Un hombre cualquiera desempolva
los viejos álbumes de fotos que se descolocan entre recuerdos de juventud.
A la orilla del mar la vida
transcurre pareja a la marea y, en consecuencia, a la luna que dirige el
discurrir de la vida ante la agnóstica indiferencia del día a día. Las luces de
la noche sobreviven del reflejo del faro y la acuática sal da sabor a la
monotonía de los momentos que se dejan llevar por las manillas del reloj, como
el globo de helio asciende con la brisa sobre el cielo de la feria.
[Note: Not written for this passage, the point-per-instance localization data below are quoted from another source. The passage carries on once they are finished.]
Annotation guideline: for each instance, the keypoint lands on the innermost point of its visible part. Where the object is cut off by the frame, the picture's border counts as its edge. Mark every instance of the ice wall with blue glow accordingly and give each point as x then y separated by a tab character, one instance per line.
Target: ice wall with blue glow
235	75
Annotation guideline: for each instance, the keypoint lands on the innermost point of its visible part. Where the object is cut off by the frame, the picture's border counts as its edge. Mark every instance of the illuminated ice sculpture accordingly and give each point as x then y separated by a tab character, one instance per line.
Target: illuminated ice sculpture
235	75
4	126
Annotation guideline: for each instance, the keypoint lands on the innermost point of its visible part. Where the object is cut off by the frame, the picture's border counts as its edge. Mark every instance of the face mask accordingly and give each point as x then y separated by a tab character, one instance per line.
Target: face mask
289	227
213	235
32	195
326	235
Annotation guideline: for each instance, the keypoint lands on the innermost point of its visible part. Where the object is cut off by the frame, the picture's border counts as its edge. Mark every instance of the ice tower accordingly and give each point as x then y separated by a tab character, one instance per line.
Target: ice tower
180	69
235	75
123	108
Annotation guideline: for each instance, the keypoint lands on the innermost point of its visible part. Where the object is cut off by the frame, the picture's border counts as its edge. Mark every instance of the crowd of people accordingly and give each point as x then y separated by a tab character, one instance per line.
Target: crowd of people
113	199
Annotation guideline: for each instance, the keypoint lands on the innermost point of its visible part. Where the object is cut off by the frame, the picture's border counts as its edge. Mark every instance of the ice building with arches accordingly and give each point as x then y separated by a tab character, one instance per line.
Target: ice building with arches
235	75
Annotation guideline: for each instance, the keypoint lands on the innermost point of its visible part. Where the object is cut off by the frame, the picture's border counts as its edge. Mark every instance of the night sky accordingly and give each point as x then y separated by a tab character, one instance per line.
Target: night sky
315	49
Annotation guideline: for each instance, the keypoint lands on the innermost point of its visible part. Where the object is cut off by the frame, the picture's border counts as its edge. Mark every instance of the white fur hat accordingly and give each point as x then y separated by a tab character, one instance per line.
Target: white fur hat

En las
cristaleras del paseo se refleja el mar y simbióticamente los ventanales se
miran coquetos en el náutico espejo sobre unas aceras encharcadas por el
orvallo previo, que proyectan el cielo despejado.
En medio de la espiral de
reflejos, la dueña del obturador sale de su portal enfundándose unas enormes
gafas de sol, que no desaceleran el empequeñecimiento de su pupila. Se dirige a
la playa para sentarse unos minutos antes de poner en marcha su agenda
cotidiana. A la dueña del obturador le gusta sentarse en la playa para observar
la azul enormidad del océano, que contrasta con sus recuerdos sobre la amarillenta
solana de los mares de trigo de su tierra. El fresco ascenso de la marea
sobre sus pies descalzos le despierta de sus recuerdos y le empuja con fuerzas
para luchar por el mundo.
Y así, un hombre cualquiera
descubre que debe cerrar el obturador porque los recuerdos deslumbran incluso inmortalizados.